Isn’t this supposed to cause a DuplicateFileCopyingException?

Oh, this is with Gradle 2.2.

There are really two reasons why this isn’t failing. First, you are creating two separate copy actions, so technically, within each one, there are no duplicates. The second copy action simply overwrites the file. So to get the behavior you expect, you’d have to consolidate that into a single ‘copy {…}’ block. Second, even if that were the case, the example you have would still execute because you’d simply be adding the same file twice to the ‘CopySpec’. This wouldn’t be seen as “duplicate” files. An example of this failing would be if two separate source files with the same name were copied into the same target directory. Like so:

task createFiles << {

file(‘one’).mkdirs()

file(‘two’).mkdirs()

file(‘one/foo.txt’).text = ‘foo’

file(‘two/foo.txt’).text = ‘foo’

}

task copyFiles(dependsOn:createFiles) {

doLast {

copy {

duplicatesStrategy = ‘fail’

from ‘one’

from ‘two’

into ‘target’

}

}

}

task clean {

delete ‘target’, ‘one’, ‘two’

}

defaultTasks ‘clean’, ‘copyFiles’

Thanks a lot for the explanation, that wasn’t clear to me from the docs. I also think there should be a way to configure a CopySpec to not overwrite existing files. I thought that ‘duplicatesStrategy’ did that.

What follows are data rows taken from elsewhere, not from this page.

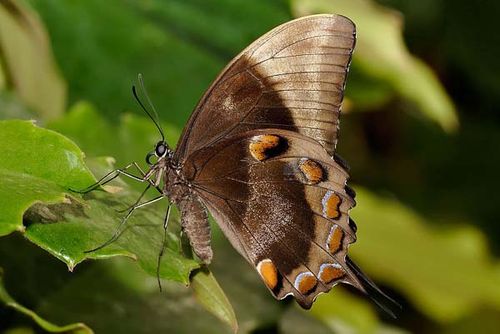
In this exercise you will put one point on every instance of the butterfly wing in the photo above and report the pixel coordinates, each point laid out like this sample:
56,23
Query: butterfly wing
281,200
291,78
258,153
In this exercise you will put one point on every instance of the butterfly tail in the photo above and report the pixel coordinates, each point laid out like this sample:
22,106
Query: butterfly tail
386,303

If there are multiple files that are going to the same destination then yes, you can prevent that by configuring the duplicatesStrategy. However, if the same file happens to exist in the output directory then Gradle will overwrite it to ensure the output reflects the latest changes.

I had another look at this. I’m still a bit confused about what is considered duplicates and what is not. For example

copy {
  from [f, f]
  duplicatesStrategy = DuplicatesStrategy.FAIL
  into target
}

reports a duplicate path whereas

copy {
  from f
  from f
  duplicatesStrategy = DuplicatesStrategy.FAIL
  into target
}

does not.

It behaves still differenty if I do something like

def copyOps = [...]
copy {
  duplicatesStrategy = DuplicatesStrategy.FAIL
  copyOps.each { op->
    from op.source, {
      rename {
        op.target
      }
    }
  }
}

Then it reports a duplicate path if the same source/target combination occurs in the copyOps list multiple times.